The stock is now up 20% in two days. That's a massive move... And it attracts even more attention.
Again, these buyers may or may not have an opinion on the "news," but they see the stock's momentum. The higher prices generate more interest and attract more participants.
Think of these investors as "fair-weather fans." If you see a team on a big winning streak – even if you don't know much about the team and the players – it's tempting to root for it.
Remember, this is all about positive dopamine hits driving our animal brains. Winning and making money is one of the most potent hits out there.
This pattern continues and builds upon itself. The more the stock goes up, the more buyers looking to "play a winner" get involved... And the stock goes even higher.
At some point, though, this activity exhausts itself. It always happens.
There could be a catalyst for the exhaustion. For example, we recently saw media company ViacomCBS (VIAC) announce a big stock offering after one of these massive momentum moves. (Editor’s Note - VIAC eventually relisted and is now Paramount Global (NASDAQ: PARA))

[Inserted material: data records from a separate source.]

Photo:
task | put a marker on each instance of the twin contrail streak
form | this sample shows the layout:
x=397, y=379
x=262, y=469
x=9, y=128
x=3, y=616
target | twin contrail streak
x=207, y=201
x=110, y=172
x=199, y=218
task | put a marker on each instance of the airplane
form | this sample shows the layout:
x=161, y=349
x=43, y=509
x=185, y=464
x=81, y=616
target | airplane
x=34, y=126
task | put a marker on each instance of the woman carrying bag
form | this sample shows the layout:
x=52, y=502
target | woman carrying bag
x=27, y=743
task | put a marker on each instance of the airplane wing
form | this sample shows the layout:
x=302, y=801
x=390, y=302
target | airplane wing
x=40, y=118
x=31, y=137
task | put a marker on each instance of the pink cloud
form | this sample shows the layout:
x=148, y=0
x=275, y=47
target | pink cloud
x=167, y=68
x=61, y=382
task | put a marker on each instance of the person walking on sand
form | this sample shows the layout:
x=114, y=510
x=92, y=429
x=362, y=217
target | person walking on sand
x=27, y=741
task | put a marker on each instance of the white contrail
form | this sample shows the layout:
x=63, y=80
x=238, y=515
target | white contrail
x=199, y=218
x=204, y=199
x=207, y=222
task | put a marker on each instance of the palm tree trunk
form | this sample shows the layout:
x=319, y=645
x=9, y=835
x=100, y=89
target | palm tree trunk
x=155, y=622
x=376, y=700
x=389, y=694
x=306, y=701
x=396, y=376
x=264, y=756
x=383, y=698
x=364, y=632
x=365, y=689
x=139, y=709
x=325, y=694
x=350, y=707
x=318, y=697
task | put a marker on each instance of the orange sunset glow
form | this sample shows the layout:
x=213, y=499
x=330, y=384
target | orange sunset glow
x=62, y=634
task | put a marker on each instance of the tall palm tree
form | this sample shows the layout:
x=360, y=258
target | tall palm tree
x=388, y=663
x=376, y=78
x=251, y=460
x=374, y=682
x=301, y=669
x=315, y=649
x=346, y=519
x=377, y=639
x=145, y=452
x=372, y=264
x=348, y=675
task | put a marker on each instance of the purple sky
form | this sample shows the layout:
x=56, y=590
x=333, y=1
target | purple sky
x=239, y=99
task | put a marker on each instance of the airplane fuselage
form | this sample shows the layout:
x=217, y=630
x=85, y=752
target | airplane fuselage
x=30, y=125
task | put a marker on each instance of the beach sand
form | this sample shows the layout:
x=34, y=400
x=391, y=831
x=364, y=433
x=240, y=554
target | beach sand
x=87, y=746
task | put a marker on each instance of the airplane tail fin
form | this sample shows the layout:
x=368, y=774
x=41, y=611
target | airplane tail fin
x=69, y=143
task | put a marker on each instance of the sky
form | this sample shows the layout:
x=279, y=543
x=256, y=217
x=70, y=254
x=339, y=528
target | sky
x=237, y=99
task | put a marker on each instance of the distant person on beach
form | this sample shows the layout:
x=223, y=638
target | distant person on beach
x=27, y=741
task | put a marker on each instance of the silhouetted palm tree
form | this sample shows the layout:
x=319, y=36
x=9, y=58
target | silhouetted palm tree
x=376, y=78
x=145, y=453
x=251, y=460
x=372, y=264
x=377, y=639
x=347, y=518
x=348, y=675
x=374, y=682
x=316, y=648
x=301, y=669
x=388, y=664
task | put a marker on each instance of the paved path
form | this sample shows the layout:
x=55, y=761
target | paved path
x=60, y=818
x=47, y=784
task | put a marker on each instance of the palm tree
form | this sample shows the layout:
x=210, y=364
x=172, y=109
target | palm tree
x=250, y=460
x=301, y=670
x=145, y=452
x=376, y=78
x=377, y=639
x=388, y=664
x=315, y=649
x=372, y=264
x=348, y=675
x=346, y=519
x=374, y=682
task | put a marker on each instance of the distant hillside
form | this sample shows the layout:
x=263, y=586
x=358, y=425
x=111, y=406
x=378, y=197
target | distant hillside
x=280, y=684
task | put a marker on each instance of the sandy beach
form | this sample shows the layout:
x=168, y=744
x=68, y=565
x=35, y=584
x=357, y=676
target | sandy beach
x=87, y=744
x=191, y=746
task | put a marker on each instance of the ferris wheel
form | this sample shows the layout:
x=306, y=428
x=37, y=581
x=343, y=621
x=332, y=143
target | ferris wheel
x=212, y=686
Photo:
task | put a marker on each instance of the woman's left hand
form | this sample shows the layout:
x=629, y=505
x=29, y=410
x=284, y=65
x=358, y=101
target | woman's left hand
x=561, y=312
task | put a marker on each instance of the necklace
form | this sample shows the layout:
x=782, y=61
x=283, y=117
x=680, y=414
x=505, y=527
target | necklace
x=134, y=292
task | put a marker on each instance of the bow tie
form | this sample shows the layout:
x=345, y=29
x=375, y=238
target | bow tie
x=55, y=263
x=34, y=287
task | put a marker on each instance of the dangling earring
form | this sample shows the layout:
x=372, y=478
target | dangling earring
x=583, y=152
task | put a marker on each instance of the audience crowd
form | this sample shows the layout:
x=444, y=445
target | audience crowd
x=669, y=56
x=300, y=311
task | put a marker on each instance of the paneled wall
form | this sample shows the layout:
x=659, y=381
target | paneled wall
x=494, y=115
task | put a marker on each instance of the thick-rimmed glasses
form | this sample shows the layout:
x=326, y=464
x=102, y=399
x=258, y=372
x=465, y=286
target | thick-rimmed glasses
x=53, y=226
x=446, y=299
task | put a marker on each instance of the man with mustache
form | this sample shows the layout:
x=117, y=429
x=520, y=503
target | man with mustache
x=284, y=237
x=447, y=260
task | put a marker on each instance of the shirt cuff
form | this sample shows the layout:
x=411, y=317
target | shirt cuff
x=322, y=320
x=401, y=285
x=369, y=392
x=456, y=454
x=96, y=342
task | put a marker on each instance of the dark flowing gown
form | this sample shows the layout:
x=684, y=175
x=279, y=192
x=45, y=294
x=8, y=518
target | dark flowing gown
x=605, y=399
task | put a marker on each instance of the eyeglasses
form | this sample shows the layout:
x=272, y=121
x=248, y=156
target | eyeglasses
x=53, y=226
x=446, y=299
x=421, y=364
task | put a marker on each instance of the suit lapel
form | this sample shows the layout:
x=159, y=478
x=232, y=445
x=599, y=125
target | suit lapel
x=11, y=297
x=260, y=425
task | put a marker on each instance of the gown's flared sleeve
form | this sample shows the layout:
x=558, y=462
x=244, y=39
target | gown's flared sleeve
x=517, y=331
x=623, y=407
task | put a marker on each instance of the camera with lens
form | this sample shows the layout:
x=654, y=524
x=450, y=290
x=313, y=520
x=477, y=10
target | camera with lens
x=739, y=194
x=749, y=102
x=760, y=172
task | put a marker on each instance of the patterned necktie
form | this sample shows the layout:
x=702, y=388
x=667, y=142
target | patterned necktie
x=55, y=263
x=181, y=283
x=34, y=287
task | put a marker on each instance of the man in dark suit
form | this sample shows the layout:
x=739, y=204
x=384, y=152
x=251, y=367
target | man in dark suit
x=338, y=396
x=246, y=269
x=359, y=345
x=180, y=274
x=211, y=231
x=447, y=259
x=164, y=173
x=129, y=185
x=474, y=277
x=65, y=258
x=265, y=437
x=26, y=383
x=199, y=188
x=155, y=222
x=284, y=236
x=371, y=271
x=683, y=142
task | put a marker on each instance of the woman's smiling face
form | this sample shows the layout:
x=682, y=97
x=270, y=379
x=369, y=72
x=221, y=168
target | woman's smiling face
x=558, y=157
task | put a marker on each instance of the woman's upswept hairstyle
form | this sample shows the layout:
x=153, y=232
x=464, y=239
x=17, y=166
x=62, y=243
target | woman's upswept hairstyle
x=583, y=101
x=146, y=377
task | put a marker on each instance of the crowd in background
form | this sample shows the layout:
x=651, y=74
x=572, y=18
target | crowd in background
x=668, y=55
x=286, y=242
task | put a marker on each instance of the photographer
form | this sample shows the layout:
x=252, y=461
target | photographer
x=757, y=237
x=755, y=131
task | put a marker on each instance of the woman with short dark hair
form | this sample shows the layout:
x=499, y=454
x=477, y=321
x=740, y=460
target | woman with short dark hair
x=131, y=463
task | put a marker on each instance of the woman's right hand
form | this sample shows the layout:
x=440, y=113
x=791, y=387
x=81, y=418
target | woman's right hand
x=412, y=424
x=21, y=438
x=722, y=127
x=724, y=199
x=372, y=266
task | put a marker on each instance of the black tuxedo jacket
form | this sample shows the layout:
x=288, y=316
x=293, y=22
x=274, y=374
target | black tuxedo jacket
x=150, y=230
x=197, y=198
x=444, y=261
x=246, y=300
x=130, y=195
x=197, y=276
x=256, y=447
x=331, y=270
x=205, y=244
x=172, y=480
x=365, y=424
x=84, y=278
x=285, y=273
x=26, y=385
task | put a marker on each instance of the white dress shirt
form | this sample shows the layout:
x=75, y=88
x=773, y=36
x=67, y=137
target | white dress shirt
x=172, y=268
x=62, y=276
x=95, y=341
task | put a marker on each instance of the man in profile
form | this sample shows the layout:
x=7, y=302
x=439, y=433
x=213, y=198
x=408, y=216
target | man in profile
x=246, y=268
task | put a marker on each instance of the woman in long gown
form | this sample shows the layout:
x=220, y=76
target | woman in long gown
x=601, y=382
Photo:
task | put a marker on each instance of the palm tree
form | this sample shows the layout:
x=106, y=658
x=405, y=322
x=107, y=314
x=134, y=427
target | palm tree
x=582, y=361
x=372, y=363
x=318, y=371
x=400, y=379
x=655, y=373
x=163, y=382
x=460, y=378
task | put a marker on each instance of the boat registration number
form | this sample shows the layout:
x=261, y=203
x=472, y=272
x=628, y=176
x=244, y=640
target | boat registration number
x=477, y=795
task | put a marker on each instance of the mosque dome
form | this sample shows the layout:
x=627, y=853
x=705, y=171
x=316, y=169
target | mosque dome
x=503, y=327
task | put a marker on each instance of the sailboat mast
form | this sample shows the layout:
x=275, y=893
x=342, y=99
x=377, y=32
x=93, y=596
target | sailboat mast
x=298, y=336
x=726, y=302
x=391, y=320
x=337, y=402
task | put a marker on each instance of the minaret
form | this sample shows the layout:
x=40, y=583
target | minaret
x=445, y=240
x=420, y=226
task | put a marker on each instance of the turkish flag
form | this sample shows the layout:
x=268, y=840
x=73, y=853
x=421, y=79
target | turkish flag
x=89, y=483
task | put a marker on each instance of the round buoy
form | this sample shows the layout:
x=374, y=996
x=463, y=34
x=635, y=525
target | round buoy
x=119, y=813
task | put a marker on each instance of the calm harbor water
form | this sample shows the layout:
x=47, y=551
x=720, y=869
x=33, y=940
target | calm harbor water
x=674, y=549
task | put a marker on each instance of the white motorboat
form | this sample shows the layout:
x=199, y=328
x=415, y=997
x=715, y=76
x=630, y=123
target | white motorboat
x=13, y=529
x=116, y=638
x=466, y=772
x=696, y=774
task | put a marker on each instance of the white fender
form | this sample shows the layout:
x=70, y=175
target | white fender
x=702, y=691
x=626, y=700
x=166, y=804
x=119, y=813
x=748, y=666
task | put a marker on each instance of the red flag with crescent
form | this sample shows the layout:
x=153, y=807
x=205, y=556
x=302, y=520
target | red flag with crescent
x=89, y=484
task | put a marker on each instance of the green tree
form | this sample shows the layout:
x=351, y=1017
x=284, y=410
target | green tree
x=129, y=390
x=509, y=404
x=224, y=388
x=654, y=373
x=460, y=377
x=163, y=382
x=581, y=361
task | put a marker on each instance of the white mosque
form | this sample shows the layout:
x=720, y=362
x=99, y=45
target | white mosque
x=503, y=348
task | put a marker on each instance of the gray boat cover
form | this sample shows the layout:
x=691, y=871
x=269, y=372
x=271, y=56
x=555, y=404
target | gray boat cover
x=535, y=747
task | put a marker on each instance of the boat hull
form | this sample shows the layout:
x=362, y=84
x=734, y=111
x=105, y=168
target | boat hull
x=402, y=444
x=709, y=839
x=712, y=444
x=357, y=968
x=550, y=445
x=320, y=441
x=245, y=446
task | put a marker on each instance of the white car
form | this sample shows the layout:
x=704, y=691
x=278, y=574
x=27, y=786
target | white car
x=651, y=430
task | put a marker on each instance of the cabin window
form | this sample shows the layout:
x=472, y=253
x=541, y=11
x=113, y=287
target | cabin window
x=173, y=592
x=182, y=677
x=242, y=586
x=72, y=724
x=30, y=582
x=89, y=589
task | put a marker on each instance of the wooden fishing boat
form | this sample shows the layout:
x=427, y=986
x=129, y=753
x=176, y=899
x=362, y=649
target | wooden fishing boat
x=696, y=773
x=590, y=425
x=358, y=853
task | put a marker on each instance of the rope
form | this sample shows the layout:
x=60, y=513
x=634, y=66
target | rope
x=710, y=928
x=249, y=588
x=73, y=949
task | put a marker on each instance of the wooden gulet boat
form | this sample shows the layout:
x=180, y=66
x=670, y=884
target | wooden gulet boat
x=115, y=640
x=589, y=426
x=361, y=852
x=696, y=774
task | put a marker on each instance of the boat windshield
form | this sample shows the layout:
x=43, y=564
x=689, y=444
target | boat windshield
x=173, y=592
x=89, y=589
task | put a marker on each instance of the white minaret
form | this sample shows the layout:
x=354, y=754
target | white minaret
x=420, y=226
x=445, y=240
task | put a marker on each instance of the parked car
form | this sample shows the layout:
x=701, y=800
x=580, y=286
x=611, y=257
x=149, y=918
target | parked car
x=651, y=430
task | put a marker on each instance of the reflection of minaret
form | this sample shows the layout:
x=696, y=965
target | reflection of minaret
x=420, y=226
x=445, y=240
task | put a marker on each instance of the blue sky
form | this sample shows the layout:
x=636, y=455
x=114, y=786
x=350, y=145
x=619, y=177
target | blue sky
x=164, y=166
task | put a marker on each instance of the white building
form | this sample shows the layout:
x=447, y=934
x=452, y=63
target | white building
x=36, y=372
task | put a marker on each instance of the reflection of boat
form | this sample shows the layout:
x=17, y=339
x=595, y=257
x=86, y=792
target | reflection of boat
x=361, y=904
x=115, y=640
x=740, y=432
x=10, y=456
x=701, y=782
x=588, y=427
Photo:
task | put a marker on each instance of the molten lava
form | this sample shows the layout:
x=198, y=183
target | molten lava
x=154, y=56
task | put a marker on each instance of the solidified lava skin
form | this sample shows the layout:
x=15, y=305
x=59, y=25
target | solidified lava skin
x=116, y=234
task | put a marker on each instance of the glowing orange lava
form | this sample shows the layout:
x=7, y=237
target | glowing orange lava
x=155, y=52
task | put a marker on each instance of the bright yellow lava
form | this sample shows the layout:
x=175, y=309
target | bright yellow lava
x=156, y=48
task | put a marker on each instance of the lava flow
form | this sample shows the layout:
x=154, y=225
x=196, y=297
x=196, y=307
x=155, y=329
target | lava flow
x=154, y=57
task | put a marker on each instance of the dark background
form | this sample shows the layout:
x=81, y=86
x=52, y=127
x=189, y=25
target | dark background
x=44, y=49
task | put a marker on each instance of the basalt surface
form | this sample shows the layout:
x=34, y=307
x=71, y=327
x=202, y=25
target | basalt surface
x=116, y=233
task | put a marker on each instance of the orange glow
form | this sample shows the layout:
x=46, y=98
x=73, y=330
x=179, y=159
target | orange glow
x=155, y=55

In this case, the company issued so much stock that even though there were incremental buyers based on the momentum, there was way more stock than these buyers wanted to own.
At that point, VIAC shares dropped.
This is the most essential point in understanding a momentum stock. Once we break the cycle of going up every day (or consistently) and going up a lot, the enthusiasm of the buyers wanes.
Also, remember they were only there for one reason: The stock was going up.
Once the stock stops increasing, they no longer have a reason to be there. So what do they do? They pound the "sell" button.
At that point, selling begets selling.
All of these recent buyers quickly move from "greed" to "fear" and "panic" and run for the exits.
This is why we say momentum stocks never correct by consolidating or going sideways... They always go down.
What was the last “momentum” stock you participated in? Did you make or lose money? Let us know in the comment section below.
So, how do you handle these kinds of situations?
Remember one of the rules for trading "stonks" from yesterday... If you quickly make 100% or more in a position, consider selling 50% to 60%. That way, you lock in your original capital and a profit and can let the rest of the position ride.
If you own one of these momentum stocks, sell it all once you see it go down at least 20% or down across any three days.
That likely means the momentum cycle has broken. And while the stock may bounce back, remember there's symmetry to markets. Stocks that quickly go up a lot also promptly go down a lot.
This concept of stock prices driving stock prices isn't widely understood... But understanding it can make you a much better trader in these potentially profitable situations.